Flexible Career

Legal Facts on Flexible Working

Remember that there is no absolute right to work flexibly or part time.

As of June 2014, everyone now has the right to ask to work flexibly and your employer has a duty to consider your request. Your request can cover the hours that you work, where you work and the time(s) that you are required to work.

There are certain conditions to a flexible working request

  • You have been employed by the same employer for 26 weeks;
  • Requests and appeals must be considered and decided upon within three months of the receipt of the request;
  • Requests should be in writing stating the date of the request and whether any previous application has been made and the date of that application; and
  • You have not made another request to work flexibly within the past 12 months.

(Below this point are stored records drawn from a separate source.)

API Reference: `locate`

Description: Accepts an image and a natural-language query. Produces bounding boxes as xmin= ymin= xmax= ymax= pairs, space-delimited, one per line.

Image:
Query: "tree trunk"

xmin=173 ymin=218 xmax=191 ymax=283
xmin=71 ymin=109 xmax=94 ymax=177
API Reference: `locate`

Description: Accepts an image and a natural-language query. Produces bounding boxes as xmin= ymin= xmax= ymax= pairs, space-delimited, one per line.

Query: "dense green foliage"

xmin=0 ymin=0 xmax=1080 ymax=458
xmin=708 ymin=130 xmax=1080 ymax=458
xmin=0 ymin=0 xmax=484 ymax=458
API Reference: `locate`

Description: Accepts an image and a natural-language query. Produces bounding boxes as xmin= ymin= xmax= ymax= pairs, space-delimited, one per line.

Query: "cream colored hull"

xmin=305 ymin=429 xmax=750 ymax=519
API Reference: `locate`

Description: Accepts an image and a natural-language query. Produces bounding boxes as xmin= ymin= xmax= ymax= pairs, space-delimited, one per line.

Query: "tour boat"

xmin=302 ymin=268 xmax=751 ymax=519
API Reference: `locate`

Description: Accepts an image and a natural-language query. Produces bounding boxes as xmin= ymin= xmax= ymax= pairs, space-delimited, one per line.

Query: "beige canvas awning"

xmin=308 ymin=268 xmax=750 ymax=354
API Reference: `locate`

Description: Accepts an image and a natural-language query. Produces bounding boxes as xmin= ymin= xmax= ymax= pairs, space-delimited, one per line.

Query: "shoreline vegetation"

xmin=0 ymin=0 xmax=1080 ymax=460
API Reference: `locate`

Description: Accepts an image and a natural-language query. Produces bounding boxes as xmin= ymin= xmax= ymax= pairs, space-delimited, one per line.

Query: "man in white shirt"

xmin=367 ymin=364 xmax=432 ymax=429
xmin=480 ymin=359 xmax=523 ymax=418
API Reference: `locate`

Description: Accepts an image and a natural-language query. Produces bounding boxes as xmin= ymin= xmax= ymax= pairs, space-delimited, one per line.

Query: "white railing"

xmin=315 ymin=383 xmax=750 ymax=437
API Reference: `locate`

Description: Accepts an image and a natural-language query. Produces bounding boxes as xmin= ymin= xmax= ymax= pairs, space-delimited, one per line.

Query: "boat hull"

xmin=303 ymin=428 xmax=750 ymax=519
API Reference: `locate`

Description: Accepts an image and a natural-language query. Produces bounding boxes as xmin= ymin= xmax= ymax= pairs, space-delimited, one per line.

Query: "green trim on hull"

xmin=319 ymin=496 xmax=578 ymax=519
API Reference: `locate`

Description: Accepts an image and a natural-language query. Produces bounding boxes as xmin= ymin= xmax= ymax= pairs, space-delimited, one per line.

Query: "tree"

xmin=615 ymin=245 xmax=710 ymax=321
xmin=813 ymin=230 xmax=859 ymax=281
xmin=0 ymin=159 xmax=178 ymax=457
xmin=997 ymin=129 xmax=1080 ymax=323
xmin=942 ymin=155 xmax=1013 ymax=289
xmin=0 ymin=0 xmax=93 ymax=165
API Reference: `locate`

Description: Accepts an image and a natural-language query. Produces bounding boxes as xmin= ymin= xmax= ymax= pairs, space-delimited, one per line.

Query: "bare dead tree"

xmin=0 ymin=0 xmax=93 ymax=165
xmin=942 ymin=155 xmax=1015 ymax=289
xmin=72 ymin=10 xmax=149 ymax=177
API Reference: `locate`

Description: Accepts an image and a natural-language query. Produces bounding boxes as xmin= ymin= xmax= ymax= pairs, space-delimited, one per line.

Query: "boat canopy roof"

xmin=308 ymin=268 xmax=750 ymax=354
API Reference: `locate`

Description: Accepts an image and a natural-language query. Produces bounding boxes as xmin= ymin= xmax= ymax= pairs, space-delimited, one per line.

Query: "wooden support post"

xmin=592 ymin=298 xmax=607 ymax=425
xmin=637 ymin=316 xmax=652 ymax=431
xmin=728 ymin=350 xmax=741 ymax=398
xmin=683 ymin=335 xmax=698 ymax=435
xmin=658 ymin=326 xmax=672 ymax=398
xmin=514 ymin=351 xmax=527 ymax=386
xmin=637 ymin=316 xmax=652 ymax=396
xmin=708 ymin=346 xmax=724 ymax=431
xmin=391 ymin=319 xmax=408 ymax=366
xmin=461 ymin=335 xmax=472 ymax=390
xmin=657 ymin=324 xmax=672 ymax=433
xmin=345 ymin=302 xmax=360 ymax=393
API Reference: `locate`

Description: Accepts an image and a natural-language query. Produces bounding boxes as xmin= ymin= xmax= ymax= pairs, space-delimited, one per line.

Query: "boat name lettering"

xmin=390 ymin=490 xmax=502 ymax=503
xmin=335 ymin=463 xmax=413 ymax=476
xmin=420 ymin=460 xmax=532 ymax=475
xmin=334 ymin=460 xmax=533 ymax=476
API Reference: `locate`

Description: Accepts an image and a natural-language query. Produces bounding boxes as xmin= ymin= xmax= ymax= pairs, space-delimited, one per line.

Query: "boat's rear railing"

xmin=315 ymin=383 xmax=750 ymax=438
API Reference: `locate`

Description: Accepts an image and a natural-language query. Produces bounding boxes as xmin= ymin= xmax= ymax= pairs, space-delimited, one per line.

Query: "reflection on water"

The Government has removed the previous statutory procedure for considering requests so there is no longer a timetable that employers and employees have to stick to. Instead employers will have a duty to consider all requests in a reasonable manner. Businesses still have the flexibility to refuse requests on business grounds.

The permitted business reasons for refusing a request include but are not restricted to:

  • Detrimental impact on quality
  • Detrimental impact on performance
  • Inability to reorganise work among existing staff
  • Inability to recruit additional staff
  • Insufficiency of work during period you propose to work
  • A planned structural changes to the business

The employer’s decision can only be challenged if it is based on incorrect facts. There is no need for the employer to be reasonable.

It is important to recognise that if you feel you have a claim against your employer for breach of the flexible working regulations, there may often be cause for a claim for direct or indirect sex discrimination as well.

Once a flexible working request has been agreed it forms a permanent change to the employee’s contract, unless agreed otherwise, and cannot be changed without further agreement between the employer and employee. The employer and employee can agree that the arrangements are temporary, or subject to a trial period.

If, following a request for flexible working, a permanent change is made to a contract, the employer cannot make unilateral changes to the contract. If it does, the employee will have a potential claim for breach of contract and, possibly, unfair constructive dismissal. A female employee might also have a claim for indirect sex discrimination, if she is disadvantaged by the change to her contract.